The U.S. stock market's strength amid rising expectations of an inflation 'peak-out' is expected to have a positive impact on the Korean stock market. Furthermore, reports released on Friday, following Nvidia on Thursday, indicated that Tesla and Roku had also entered attractive buying zones, which is favorable. This is because buying sentiment increases during declines caused by overselling, a recent market theme. Supported by positive foreign demand due to inflation peak-out expectations and stability in the won-dollar exchange rate, the Korean stock market is expected to start with an increase of around 0.7% and maintain a solid trend.


◆ Jiyoung Han, Kiwoom Securities Researcher = This week, the KOSPI is expected to continue its rebound influenced by major economic indicators such as Korea's May exports, the U.S. May ISM Manufacturing PMI and employment data, remarks from key Federal Reserve officials including those from St. Louis, and whether inflation concerns ease. The expected KOSPI range this week is between 2580 and 2720.


Considering the recent process of confirming the bottom with higher lows and the rebound in the stock market, pessimism surrounding major stock markets such as Korea and the U.S. appears to have peaked. However, the subsequent trend reversal in the stock market depends on whether inflation levels significantly decrease by the end of the year. A key event influencing the short-term direction of the domestic stock market this week is Korea's May exports, which are expected to increase by 19.5% year-on-year. If major economic indicators such as the U.S. May ISM Manufacturing Purchasing Managers' Index (PMI) show better-than-expected performance, it is anticipated to alleviate concerns about economic and earnings recessions that have been central to market anxiety, thereby improving overall risk asset preference in the stock market.


[Good Morning Stock Market] "US Inflation Has Peaked"... Will KOSPI Continue Its Rebound on Peak-Out Expectations? View original image


◆ Sanghyun Park, Hi Investment & Securities Researcher = The value of the U.S. dollar declined for the second consecutive week.

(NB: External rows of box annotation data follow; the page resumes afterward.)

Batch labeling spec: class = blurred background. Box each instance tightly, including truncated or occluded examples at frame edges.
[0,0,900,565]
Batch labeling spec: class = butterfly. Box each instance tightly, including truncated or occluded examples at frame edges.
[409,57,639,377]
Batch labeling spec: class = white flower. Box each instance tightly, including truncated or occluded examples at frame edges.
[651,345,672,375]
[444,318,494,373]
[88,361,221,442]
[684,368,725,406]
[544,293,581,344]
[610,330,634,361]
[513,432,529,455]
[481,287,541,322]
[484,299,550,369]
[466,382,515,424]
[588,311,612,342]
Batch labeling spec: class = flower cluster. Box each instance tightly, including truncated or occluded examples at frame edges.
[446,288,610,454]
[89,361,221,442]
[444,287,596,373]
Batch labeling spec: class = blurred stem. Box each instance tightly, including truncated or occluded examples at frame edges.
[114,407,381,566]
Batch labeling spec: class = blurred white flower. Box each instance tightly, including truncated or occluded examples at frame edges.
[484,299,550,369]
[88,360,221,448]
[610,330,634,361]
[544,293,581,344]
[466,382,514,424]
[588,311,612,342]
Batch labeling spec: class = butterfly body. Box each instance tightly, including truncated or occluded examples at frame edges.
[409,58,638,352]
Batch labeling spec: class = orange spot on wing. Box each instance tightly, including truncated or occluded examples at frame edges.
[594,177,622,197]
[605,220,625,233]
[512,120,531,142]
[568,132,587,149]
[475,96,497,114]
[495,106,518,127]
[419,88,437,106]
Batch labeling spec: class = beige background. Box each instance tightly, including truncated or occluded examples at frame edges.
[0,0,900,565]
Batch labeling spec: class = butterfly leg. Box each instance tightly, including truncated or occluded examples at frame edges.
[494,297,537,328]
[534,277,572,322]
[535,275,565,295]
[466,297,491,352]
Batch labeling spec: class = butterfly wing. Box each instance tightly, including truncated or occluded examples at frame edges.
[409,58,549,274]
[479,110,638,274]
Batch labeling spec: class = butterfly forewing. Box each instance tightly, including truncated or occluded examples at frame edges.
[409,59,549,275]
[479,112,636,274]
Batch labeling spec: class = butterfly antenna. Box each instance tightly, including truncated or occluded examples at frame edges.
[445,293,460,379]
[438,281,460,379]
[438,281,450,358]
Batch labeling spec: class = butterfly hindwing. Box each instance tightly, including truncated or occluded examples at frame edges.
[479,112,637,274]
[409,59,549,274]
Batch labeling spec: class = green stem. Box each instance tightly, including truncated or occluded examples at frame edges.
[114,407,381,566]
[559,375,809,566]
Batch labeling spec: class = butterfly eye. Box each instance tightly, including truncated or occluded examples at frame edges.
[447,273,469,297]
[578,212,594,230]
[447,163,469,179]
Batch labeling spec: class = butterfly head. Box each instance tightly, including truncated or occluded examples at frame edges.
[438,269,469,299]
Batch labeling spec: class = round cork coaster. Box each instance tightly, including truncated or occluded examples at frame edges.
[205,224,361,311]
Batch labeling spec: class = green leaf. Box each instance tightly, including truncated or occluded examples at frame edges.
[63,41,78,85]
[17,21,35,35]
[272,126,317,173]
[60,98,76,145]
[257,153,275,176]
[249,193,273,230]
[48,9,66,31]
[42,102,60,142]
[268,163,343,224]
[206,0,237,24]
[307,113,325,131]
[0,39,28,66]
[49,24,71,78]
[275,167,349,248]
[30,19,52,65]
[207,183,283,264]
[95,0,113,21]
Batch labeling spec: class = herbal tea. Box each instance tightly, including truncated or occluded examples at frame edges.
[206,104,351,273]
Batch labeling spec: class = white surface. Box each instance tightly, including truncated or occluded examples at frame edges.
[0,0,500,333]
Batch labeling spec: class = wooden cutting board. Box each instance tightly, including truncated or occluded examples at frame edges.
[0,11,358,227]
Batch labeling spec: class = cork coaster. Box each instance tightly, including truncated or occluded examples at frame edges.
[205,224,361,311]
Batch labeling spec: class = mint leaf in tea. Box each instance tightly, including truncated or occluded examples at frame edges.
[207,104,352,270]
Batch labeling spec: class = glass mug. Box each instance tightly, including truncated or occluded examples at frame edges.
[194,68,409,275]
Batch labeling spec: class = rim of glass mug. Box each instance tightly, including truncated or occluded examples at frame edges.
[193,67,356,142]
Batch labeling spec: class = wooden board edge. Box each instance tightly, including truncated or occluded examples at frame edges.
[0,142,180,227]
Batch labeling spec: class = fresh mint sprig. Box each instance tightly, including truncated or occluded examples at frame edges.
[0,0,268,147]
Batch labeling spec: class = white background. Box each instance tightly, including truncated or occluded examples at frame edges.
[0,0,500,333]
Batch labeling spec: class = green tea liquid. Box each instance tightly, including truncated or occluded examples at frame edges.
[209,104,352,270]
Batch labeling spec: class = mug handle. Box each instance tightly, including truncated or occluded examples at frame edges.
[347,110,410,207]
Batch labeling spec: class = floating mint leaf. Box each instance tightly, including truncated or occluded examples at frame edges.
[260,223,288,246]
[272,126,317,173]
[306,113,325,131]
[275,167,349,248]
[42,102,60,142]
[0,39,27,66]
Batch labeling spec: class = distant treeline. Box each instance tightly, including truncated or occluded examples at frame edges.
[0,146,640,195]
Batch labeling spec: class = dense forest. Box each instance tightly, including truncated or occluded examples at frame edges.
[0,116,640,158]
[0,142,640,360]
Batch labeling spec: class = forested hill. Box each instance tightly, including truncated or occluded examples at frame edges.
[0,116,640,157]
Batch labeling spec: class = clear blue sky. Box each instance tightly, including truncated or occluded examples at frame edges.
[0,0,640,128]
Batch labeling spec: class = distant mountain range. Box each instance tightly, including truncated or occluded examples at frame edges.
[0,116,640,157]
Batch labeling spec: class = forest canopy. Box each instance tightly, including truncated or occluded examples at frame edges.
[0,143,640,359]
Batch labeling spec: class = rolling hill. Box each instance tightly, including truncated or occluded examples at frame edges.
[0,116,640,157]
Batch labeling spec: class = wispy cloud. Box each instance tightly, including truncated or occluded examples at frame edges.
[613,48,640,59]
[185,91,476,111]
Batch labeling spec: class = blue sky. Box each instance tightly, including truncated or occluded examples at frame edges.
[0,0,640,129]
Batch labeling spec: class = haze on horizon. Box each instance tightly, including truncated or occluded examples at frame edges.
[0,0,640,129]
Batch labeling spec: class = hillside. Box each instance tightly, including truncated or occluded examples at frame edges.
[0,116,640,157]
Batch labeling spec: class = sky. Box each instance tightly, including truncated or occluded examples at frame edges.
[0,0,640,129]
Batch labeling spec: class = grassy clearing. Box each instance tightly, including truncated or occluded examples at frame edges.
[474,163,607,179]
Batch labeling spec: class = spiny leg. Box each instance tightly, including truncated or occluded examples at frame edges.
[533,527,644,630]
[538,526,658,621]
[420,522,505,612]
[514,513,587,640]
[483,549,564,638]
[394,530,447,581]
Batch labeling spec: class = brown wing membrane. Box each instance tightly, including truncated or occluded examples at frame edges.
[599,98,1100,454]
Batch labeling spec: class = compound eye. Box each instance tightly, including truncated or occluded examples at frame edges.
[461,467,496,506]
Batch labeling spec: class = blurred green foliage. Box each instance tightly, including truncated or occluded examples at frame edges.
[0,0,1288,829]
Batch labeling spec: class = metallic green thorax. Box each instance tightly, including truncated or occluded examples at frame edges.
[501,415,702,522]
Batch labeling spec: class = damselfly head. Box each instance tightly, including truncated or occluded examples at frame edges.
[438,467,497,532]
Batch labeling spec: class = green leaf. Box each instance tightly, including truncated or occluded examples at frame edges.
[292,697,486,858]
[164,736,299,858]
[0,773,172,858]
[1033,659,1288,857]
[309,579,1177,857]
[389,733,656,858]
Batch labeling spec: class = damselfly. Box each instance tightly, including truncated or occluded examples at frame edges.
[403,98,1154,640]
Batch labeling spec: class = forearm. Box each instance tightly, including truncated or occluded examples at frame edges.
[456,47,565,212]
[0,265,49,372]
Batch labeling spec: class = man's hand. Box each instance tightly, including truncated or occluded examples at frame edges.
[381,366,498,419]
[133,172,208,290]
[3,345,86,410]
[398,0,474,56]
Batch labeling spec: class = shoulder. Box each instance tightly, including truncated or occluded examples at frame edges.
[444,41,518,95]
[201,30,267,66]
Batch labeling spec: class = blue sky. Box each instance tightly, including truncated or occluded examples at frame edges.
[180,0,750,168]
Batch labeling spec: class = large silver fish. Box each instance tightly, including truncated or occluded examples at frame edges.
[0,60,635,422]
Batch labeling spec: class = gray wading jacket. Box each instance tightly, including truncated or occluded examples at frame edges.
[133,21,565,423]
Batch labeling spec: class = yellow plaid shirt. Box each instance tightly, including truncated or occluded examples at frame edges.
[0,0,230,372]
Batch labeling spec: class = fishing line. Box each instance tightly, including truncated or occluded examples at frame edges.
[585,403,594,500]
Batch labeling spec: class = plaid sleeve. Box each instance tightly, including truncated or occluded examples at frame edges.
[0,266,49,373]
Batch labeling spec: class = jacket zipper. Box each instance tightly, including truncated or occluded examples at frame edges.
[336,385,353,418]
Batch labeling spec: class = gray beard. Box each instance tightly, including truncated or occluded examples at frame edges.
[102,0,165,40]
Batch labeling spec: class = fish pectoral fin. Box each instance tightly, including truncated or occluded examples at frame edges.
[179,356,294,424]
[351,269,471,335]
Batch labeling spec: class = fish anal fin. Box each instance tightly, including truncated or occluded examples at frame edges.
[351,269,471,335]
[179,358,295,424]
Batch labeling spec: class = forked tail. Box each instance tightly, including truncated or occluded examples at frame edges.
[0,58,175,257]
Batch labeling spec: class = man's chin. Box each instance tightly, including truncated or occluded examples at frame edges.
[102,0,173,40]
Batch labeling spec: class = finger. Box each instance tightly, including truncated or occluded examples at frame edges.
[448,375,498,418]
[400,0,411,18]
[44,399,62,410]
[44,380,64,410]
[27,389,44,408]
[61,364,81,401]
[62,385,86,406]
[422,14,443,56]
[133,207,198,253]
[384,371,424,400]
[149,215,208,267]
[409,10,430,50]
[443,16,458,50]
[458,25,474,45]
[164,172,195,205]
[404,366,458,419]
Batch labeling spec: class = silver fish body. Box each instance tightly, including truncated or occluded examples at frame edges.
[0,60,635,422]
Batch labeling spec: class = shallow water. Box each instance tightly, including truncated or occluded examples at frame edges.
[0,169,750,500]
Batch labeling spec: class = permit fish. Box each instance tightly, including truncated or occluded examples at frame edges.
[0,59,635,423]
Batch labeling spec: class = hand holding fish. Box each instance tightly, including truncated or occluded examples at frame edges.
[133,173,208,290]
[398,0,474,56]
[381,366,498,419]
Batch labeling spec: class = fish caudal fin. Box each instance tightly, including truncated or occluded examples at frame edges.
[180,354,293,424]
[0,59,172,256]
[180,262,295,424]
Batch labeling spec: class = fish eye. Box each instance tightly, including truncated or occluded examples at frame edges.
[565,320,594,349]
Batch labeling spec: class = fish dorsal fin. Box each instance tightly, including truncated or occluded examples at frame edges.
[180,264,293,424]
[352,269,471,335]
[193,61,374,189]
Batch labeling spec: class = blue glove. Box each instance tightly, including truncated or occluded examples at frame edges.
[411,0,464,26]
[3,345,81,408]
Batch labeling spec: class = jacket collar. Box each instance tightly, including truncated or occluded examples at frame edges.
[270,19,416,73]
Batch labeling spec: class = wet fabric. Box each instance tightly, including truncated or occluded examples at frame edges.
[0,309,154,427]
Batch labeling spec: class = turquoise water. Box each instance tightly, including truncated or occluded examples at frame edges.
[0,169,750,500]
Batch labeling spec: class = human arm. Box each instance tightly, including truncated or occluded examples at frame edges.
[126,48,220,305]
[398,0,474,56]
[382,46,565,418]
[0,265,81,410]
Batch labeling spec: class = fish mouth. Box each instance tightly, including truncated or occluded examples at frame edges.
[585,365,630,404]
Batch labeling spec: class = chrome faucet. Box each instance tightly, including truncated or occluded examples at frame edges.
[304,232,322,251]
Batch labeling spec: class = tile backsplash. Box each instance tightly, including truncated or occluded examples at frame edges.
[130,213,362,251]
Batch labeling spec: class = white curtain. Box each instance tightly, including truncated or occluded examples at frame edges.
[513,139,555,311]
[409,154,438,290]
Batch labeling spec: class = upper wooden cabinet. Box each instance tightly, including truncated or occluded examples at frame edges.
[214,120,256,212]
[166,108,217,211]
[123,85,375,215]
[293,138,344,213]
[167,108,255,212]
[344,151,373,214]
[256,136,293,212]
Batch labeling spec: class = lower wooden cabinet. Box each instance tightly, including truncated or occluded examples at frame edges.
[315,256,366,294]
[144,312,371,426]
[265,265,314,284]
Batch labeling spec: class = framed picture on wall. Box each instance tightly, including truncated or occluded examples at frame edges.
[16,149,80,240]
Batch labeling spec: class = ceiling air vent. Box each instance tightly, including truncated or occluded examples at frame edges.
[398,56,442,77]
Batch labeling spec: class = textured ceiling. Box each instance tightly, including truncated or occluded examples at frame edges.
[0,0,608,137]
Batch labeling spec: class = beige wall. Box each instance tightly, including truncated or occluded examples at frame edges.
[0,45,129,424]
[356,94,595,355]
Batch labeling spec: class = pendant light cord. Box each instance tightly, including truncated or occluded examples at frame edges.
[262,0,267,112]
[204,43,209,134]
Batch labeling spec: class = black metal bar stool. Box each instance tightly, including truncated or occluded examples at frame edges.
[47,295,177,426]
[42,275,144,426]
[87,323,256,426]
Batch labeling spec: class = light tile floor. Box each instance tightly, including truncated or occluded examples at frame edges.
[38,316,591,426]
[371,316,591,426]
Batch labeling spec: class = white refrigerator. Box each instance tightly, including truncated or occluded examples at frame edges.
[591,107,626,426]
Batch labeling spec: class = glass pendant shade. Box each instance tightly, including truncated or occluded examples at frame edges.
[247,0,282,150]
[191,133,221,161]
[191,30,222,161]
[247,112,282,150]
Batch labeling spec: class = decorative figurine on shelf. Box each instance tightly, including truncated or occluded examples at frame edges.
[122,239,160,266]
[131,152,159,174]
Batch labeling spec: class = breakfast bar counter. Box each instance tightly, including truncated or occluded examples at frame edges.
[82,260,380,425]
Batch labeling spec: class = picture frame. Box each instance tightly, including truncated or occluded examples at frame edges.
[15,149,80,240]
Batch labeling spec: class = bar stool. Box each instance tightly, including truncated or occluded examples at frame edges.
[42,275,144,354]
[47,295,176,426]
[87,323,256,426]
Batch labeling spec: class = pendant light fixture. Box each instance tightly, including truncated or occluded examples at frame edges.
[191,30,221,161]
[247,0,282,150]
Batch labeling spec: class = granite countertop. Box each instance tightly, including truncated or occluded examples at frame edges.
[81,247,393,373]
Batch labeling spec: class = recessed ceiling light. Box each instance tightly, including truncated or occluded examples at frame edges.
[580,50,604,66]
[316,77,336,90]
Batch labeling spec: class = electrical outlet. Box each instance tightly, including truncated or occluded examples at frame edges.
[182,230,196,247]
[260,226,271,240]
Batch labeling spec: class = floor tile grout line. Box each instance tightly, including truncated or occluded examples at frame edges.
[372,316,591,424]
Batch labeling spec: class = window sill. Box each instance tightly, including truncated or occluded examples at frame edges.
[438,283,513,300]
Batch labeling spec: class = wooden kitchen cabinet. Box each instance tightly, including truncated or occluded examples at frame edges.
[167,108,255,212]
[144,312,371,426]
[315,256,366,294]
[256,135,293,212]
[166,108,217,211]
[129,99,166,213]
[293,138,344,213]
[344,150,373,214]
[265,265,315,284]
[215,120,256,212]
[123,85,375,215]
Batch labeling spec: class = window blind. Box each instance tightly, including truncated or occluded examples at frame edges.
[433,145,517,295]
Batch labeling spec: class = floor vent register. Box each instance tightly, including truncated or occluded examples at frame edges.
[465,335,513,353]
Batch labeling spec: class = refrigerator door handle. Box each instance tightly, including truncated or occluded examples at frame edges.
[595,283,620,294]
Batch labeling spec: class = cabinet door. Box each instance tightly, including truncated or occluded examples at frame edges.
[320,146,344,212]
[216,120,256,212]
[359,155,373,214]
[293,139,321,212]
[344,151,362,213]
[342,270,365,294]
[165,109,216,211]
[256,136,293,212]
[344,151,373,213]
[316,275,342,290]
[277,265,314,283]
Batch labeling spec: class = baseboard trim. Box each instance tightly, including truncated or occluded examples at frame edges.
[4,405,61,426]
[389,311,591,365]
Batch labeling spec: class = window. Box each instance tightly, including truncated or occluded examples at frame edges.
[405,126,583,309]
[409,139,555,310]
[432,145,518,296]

Some of the pressures supporting dollar strength weakened, and although the April PCE price index met market expectations, the slowdown in the month-on-month increase strengthened the inflation peak theory, contributing to the dollar's weakness. Above all, the downward stabilization of U.S. Treasury yields had a significant impact on the dollar's weakening trend. Due to the dollar's weakness, the euro also rebounded sharply for two consecutive weeks. The won-dollar exchange rate also declined for two consecutive weeks. The unexpectedly strengthened hawkish voices and additional rate hikes expected at the Bank of Korea's Monetary Policy Committee meeting in May contributed to the won's strength. Additionally, the rebound in global stock markets and the weakening of safe-haven asset sentiment also helped strengthen the won.



The upcoming release of the U.S. May ISM Manufacturing Index and employment data this week will once again serve as indicators to assess the U.S. economy, specifically recession risks and inflation pressures, which will likely determine whether the dollar continues to decline. Considering only current market consensus, there is a higher probability that the dollar will weaken further or remain stable rather than rebound. The partial easing of the Shanghai lockdown scheduled for June 1 is also a noteworthy event. If the Shanghai lockdown is eased, expectations for an economic rebound due to the full-scale implementation of China's economic stimulus measures will revive, exerting upward pressure on the yuan. Although won strength sentiment has revived after a long time, variables such as oil price instability still remain as factors limiting the downside.


This content was produced with the assistance of AI translation services.